Carbon emissions must start falling in 2015 to keep warming to 2C: scientists

Climate chaos0

Professor Hans Joachim Schellnhuber, director of the Postdam Institute for Climate Impact Research, a convenor of the symposium, likened the urgency for action on climate change to the threat of thermonuclear weapons during the Cold War.

“We are facing a crisis as deep as the arms race of the 1950s and 1960s and the Cold War notion of mutually assured destruction,” he said. “Today we have mutually assured increases in greenhouse gases.”

He said the memorandum echoed a manifesto signed in 1955 when Bertrand Russell, Albert Einstein and nine other intellectuals called for world leaders to seek peaceful resolutions to international conflict.

“Global climate change represents a threat of similar proportions and should be addressed in a similar manner,” the memorandum said.

The extent of the climate threat is also highlighted today by a report that suggests global warming is already killing an estimated 300,000 people per year – equivalent to the loss of life that resulted from the 2004 Indian Ocean tsunami.

The report from the World Humanitarian Forum, an independent organisation led by Kofi Annan, the former UN Secretary-General, claims that 90 per cent of those deaths are related to gradual environmental degradation resulting from the warming climate – principally malnutrition, diarrhoea and malaria.
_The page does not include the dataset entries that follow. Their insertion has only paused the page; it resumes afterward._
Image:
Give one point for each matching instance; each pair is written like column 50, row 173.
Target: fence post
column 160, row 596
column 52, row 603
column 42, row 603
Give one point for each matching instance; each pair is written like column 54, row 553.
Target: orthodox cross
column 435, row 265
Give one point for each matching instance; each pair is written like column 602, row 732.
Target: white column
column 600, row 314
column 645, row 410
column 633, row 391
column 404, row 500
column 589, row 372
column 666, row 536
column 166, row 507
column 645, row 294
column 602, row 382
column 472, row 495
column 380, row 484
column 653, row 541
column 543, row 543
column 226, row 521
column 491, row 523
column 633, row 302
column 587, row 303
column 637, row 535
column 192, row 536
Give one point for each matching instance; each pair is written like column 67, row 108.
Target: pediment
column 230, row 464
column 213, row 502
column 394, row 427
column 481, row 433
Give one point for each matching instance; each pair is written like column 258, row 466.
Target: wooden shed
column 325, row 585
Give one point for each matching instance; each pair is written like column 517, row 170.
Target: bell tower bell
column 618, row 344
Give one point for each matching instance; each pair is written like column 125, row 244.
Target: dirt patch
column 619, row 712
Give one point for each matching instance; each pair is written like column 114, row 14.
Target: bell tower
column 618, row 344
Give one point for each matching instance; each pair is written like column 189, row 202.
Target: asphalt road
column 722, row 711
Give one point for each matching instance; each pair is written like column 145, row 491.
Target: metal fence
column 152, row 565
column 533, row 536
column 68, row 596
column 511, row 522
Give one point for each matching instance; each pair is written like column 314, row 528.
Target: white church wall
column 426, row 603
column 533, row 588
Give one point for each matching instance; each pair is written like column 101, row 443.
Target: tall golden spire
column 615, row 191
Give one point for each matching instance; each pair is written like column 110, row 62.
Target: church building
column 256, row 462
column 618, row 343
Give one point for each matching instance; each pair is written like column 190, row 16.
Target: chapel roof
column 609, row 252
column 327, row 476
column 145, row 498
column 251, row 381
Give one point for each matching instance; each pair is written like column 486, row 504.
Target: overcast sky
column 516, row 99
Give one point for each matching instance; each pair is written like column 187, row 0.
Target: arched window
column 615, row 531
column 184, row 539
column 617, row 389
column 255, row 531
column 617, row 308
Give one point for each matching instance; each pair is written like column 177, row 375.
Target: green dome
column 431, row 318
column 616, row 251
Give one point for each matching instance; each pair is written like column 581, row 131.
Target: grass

The remaining 10 per cent are linked with weather-related disasters.

The study, due to be presented by Mr Annan, was reviewed by distinguished experts in the field, including Rajendra Pachauri, chairman of the Intergovernmental Panel on Climate Change (IPCC), and Professor Jeffrey Sachs, director of the Earth Institute at Columbia University in New York.

It projects that by 2030, the number of annual deaths directly resulting from the warming global climate will rise to 500,000.

The St James’s Palace memorandum was agreed after three days of discussions attended by 60 leading scientists, policymakers and intellectuals. Participants included Steven Chu, the US Energy Secretary and Nobel physics laureate, Wole Solinka, the Nigerian literature laureate, and Wangari Maathai, the first environmentalist to win the Nobel Peace Prize.

The symposium was organised by the Potsdam Institute and the University of Cambridge Program for Sustainability Leadership, under the patronage of the Prince of Wales.

The memorandum called for an emergency package of financial support for tropical forest nations, as the loss of forests is responsible for about 18 per cent of global carbon emissions.

“The St James’s Palace memorandum calls for a global deal on climate change that matches the scale and urgency of the human, ecological and economic crises facing the world today,” the final document says.

“It urges governments at all levels, as well as the scientific community, to join with business and civil society to seize hold of this historic opportunity to transform our carbon-intensive economies into sustainable and equitable systems. We must recognise the fierce urgency of now.”